Estabas en la cama, despertando cada día de un sueño profundo y hablando, a tu manera, con la nebulosa de gestos y sonidos que a duras penas escapaban de la parálisis que te amarraba. Tu cerebro era un campo de batalla con demasiados vacíos que la enfermedad dejaba a cada mordisco. Pero seguías. Estabas presente. Para todos.

Tu padre aparecía cada mañana. Te cogía los brazos y las piernas dormidas y los estrujaba con sus manos, que querían ser tu voluntad. Los movía, los doblaba y los retorcía con la misma medida de firmeza que de suavidad. Contaba los milímetros de mejora en cada gesto. Le gustaba hacerlo, se le notaba. Casi tan cansado como tú, pero satisfecho y orgulloso de su trabajo verdadero, que era este, y no al que se dedicaba al salir del hospital.

Todos asentíamos, instalados en la prudencia, una vieja aliada que tenemos los médicos y que nos enseña que la vida, a veces, es predecible. No queríamos robarle sus triunfos en esa diminuta parcela de esperanza a la que cualquier padre se anclaría sin dudarlo. No sería justo. Pero tampoco podíamos alimentarla. Un equilibrio muy difícil.

Pasaron muchos días. Largos, pesados, casi calcados. Y todo igual. Hasta que una madrugada ya no despertabas a las llamadas, ni hacías las mismas muecas, ni abrías los ojos para vernos, ni respirabas tranquilo.
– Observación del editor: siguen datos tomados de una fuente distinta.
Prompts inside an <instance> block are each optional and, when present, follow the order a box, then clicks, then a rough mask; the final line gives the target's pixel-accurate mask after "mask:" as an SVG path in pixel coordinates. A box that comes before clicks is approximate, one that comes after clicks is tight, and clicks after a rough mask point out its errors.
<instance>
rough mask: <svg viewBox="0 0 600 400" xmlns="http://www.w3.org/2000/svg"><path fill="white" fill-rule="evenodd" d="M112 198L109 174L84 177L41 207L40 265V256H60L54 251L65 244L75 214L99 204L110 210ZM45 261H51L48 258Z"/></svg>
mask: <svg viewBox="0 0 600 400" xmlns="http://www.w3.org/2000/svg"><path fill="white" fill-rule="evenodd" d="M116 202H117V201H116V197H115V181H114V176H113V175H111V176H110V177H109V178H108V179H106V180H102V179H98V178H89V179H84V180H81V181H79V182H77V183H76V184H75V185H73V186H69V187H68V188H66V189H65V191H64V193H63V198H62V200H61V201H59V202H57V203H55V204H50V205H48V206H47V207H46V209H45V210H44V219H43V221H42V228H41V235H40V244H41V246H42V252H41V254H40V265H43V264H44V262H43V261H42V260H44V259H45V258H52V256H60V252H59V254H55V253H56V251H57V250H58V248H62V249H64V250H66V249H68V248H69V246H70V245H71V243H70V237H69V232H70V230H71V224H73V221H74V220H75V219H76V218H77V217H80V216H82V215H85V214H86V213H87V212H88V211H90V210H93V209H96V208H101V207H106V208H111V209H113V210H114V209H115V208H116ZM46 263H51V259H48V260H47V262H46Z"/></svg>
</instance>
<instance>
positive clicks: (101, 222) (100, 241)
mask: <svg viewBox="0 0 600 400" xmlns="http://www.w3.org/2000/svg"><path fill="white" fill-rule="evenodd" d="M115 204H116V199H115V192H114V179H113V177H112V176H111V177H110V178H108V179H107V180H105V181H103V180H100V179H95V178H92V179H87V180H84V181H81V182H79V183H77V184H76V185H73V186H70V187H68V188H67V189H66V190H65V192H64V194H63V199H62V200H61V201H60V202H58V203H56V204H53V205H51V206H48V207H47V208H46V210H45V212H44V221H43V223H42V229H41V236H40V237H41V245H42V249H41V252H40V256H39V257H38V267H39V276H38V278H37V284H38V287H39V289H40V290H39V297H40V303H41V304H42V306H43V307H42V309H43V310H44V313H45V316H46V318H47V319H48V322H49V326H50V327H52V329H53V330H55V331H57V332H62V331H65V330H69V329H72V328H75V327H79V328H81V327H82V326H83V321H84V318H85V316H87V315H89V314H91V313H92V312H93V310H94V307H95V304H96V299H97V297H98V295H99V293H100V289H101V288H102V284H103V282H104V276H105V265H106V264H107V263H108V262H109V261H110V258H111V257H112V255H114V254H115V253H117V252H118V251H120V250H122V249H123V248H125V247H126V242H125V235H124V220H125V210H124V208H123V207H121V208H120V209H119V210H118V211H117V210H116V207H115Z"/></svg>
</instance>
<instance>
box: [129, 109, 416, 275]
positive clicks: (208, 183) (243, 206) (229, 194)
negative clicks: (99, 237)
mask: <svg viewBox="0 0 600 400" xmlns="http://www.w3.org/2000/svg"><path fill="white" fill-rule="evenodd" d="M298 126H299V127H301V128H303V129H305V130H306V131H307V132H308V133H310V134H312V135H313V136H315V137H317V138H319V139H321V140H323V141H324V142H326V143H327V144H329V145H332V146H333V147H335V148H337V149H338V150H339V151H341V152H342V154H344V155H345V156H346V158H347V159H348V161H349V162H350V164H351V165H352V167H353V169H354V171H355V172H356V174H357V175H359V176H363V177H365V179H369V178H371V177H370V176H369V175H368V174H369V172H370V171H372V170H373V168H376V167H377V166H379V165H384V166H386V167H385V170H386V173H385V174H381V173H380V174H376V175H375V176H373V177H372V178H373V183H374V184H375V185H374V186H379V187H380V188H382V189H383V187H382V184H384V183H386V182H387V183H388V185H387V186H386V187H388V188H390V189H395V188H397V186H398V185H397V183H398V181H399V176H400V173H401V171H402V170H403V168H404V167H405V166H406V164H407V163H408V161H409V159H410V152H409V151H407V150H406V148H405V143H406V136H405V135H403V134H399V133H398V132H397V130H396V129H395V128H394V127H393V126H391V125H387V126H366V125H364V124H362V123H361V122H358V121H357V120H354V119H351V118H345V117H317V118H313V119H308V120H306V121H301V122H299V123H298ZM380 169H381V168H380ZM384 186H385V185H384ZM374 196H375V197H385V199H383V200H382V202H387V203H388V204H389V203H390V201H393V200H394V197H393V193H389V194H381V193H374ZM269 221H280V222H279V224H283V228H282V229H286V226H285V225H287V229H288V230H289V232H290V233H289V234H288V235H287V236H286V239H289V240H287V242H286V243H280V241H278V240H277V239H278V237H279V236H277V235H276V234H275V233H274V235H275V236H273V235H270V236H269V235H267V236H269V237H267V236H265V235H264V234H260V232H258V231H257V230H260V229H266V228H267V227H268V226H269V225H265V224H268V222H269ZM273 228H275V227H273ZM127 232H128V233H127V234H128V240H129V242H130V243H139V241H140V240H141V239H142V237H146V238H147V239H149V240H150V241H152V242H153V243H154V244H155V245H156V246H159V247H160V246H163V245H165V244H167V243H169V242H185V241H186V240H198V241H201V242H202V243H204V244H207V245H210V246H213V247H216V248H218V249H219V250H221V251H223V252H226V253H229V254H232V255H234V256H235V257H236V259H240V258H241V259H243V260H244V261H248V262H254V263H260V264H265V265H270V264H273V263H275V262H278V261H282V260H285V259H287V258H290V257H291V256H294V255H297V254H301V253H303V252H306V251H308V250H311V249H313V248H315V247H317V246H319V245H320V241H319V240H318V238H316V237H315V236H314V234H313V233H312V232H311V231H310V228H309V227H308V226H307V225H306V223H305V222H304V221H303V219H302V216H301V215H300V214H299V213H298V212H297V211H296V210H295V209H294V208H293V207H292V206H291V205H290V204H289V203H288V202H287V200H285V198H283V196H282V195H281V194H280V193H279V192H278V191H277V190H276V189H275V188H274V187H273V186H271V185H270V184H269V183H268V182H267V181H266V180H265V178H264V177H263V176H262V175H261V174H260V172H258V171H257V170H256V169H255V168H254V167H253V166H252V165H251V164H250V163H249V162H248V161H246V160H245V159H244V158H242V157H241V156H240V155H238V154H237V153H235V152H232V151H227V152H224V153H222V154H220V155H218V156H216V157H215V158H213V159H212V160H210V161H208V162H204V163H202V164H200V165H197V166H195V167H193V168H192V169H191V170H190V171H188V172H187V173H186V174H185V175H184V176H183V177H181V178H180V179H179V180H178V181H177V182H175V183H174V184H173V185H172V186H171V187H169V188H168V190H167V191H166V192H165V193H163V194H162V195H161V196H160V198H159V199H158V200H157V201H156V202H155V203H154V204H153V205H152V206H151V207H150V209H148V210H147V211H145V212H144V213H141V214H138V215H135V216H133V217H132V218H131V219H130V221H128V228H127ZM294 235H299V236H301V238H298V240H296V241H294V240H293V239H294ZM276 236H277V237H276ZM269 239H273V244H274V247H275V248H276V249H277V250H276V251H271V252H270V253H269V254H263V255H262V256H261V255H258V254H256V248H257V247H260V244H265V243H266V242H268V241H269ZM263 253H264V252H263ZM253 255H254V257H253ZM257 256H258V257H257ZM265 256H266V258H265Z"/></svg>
Tu cuerpo se arqueaba y las manos, giradas hacia dentro, nos mandaban un mensaje codificado pero muy claro y rotundo.

Corrimos a la sala de rayos a ver qué pasaba en tu cabeza. No había duda. En este caso, el blanco que ocupaba casi toda la pantalla era, en realidad, el rojo vivo de la sangre que sin control alguno se te escapaba. Te ibas. Y no podíamos hacer nada.

Recuerdo a tus padres sentados en la sala de reuniones delante de mí. Empecé a hablar, intentando explicar lo que pasaba, suavizando el lenguaje y preparado para recoger los pedazos de dos personas que se iban a deshacer delante de mis ojos.  Yo navegaba en círculos. Les enseñaba las imágenes para intentar que vieran la magnitud del problema, tratando de no hacer más daño del inevitable. Hablaba diciendo sin decir, apuntado sin definir, sin ver en qué momento iba a dejarles sin aliento.

Pero tu padre se adelantó. Estaba mirándome atento, sereno y escuchándome en silencio. Puso una sonrisa  cerrada y me hizo un gesto con la mano, para que no siguiera hablando.

Callé.

-Doctor, ahórrese las explicaciones. Sé lo que me quiere decir, y sé que este momento iba a llegar.

Muy tranquilo me dijo que siempre supo lo que pasaría. Que en todos estos años trató de hacer lo que estuvo en sus manos para ayudarte, pero que ahora ya te ibas del todo, y sería muy egoísta por su parte tratar de retenerte a toda costa. Me contó, mientras era yo el que se desmoronaba, que era mejor que te fueras en paz y con tranquilidad. Y que estaba eternamente agradecido por todo lo que los médicos habían hecho por ti durante todos los años de tu vida.

Quise llorar. Recuerdo el calor de mi cara, la vista que temblaba por las lágrimas que se escapaban, la pesadez de mi alma. Después de aquello no era necesario decir nada más. Tampoco hubiera podido: no me salía la voz. En un momento, lo vi todo con claridad. Nunca se rindieron, cada uno a su manera. Tu padre te sostuvo en sus brazos a cada minuto y a cada segundo. Jamás te dejó caer. Pero tuvo la generosidad de permitir que volaras cuando llegó el momento. No perdió la guerra, porque la suya no era la de salvarte de lo que nadie te podía salvar. Su lucha era consigo mismo, la de llegar al final de cada día sabiendo que había hecho todo lo que estaba en sus manos. Todo. Y la ganó. Tu madre no decía nada. El silencio de una madre nunca es buena cosa, créeme. No era menor su dolor. Quizás tan intenso y amplio que ningún grito ni ningún llanto lo podrían abarcar.

Les dejé marchar para que te acompañaran. Después de un par de horas acabé mi turno y fui a tu habitación a despedirme. Seguía queriendo llorar y sin voz, inundado de emoción. Me fui del hospital y tardé en abrir la puerta del coche. Mi cuerpo todavía humeaba de la lección que la vida me acababa de tatuar, a quemarropa, en todo el centro del corazón.